On se lève le matin, on déjeune à midi, on se couche le soir : sauf quelques exceptions, dont les réceptionnistes de nuit comme moi, les fêtards, les insomniaques, les Musulmans en plein Ramadan et les hiboux, voilà le résumé très schématique de beaucoup de nos journées.

Les Nocturnes, eux, se lèvent en fin d’après-midi, déjeunent à minuit et se couchent le matin.

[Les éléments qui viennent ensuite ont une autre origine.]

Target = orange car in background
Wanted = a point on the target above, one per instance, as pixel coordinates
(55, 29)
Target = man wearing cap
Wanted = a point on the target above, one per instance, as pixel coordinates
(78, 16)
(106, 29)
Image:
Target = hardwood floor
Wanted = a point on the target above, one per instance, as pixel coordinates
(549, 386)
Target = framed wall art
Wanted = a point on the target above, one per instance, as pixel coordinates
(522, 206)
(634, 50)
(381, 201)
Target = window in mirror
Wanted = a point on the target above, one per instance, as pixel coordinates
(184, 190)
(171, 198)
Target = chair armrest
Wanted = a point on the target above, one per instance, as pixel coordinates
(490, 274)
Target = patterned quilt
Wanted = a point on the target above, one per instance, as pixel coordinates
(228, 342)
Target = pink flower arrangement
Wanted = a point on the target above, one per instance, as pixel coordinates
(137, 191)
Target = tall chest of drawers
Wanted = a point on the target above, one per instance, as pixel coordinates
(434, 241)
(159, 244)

Mais ce rythme de vie inversé n’est que l’une de leurs particularités. Qui sont-ils vraiment ?

 

Histoire lapidaire des Nocturnes

Le mouvement nocturne (alias « Mounoc ») naît à la toute fin des années 40, suite à la parution du premier roman de Romain Sollil, Les Ombres du Soleil (2048). Certains verront ce chef d’œuvre de fantasy moderne comme un livre prophétique – mais ceci est une autre histoire.

Au début des années 50, le mouvement prend de l’ampleur, au point d’atteindre les 7% de la population française en 2060. Dans le monde, on estime leur nombre à 100 millions à la même date.

Quant à savoir comment ce courant s’est formé précisément, comment il en est arrivé à un tel succès, il s’agit d’un mystère que des théories diverses et souvent farfelues embrument plus qu’elles ne l’expliquent. Non, le fait que plus de gens vivent la nuit n’est pas la preuve d’une invasion vampire.

 

Identité des Nocturnes

Plus vraisemblablement, les premiers Nocturnes étaient des geeks enthousiastes et idéalistes. S’inspirant vaguement de l’œuvre de Romain Sollil, ils rêvaient de construire un monde nouveau, respectueux de l’humanité et de la nature. Cependant, à force d’entendre des critiques et moqueries de la part de proches ignorants, ils ont décidé qu’ils allaient le construire, ce monde nouveau. Un peu comme les vegans avant eux, mais de façon beaucoup plus rationnelle.

Avec le temps, le mouvement s’est divisé en plusieurs sous-catégories (Noctécolos, ombrilistes, Shadonistes, néo-panthéistes, etc.). Pour l’instant, toutefois, je vous épargne les détails. Entre altermondialistes et fanatiques religieux, les Nocturnes sont aussi variés que les exceptions à une règle grammaticale française. Parfois rivaux, s’unissant régulièrement pour mieux défendre leurs idées, ils rassemblent en fait plusieurs modes de pensée radicalement distincts.

 

Jusqu’où ira le « Mounoc » ? L’avenir nous le dira. En tout cas, son influence continue de s’étendre année après année. Mode de vie et philosophie à part entière, le mouvement nocturne se révèle de plus en plus comme la seule alternative au désastre où nous conduit la société solaire.